Miller Act bonding for federal work. FDOT and state agencies use standard AIA bonding forms. Florida DBE prequalification requires stable bonding history.

South Carolina

SCDOT prequalification requires financial statements plus 3-year bonding history. Municipal contracts typically require 100% performance + 100% payment.

North Carolina

NCDOT prequalification tiers by contract value. Small businesses under DBE certification get access to preferred bonding pools.

Tennessee

TDOT prequalification includes bonding capacity review. Tennessee has strong regional surety relationships (Merchants Bonding, Zurich, Liberty Mutual).

How to get a lower rate on your next $1M bond

  1. Maintain 12+ months of consistent CPA-reviewed financials. Compiled statements limit you to standard tier; reviewed unlocks preferred; audited is best but often unnecessary under $2.5M in bonding.
  2. Fix personal credit issues before applying. Pay down credit utilization to under 30%, dispute errors, and give it 90 days to reflect. Every 20-point FICO improvement can drop your bond rate 15-25 basis points.
  3. Build bonding capacity gradually. Start with smaller projects. Build a claim-free 3-year history. Larger sureties will then accept bigger bonded contracts at preferred rates.
  4. Use SBA bond guarantee for growth. SBA guarantees up to $9M in bond coverage for small contractors, often at rates 30-40% lower than standard-tier quotes.

Need a $1M+ bond quote?

BettrBonds (sister brand) has direct access to Merchants, Sunbelt, RLI, Zurich, Liberty Mutual, and specialty SE surety markets.

Get a free bonding capacity review

Common $1M bond questions

Is bond premium refundable if the project is cancelled?

Only pro-rata if cancelled before work commences.

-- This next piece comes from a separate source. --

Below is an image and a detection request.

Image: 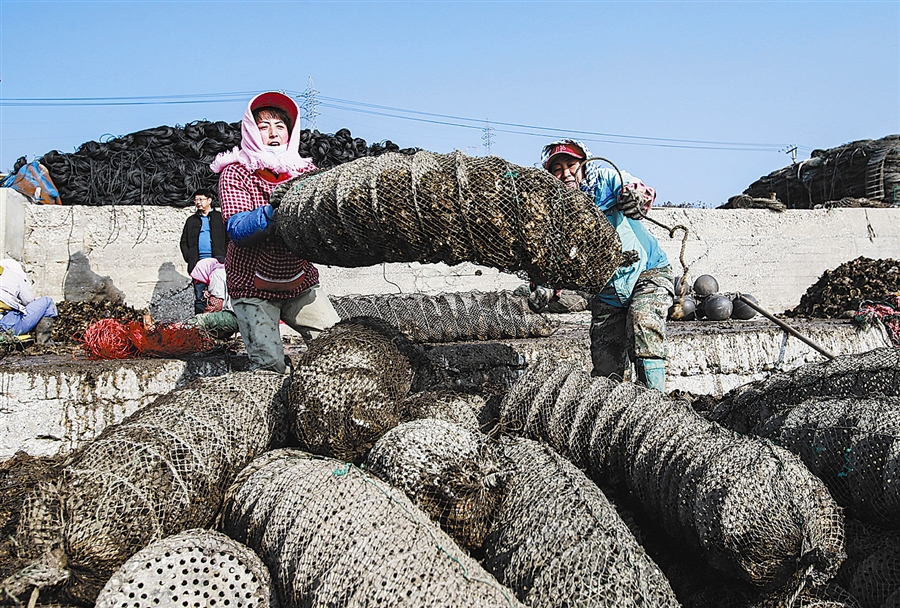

Once work starts, the surety has earned the full premium regardless of project outcome.

What is the difference between a performance bond and a payment bond?

Performance bond protects the owner against contractor default. Payment bond protects subs and suppliers from non-payment. Public work typically requires both at 100% of contract value each.

Can I get a $1M bond with sub-650 credit?

Yes, through SBA bond guarantee programs or with cash/CD collateral. Rates run 2.5-4% versus 0.75-1.25% for preferred credit.

How long does it take to get a $1M bond in the Southeast?

Established contractors: 24-48 hours. First-time bond applicants: 2-4 weeks including underwriting review. Complex or hazardous work: 4-8 weeks.

Do I need bonding for private commercial work?

Not required by law, but many private owners (GCs subbing to major GCs, hospital systems, university systems) require bonds. Non-public bonding cost is similar to public work rates.

For general information only. Not a quote or contract of insurance. Coverage subject to underwriting, policy terms, and carrier appetite.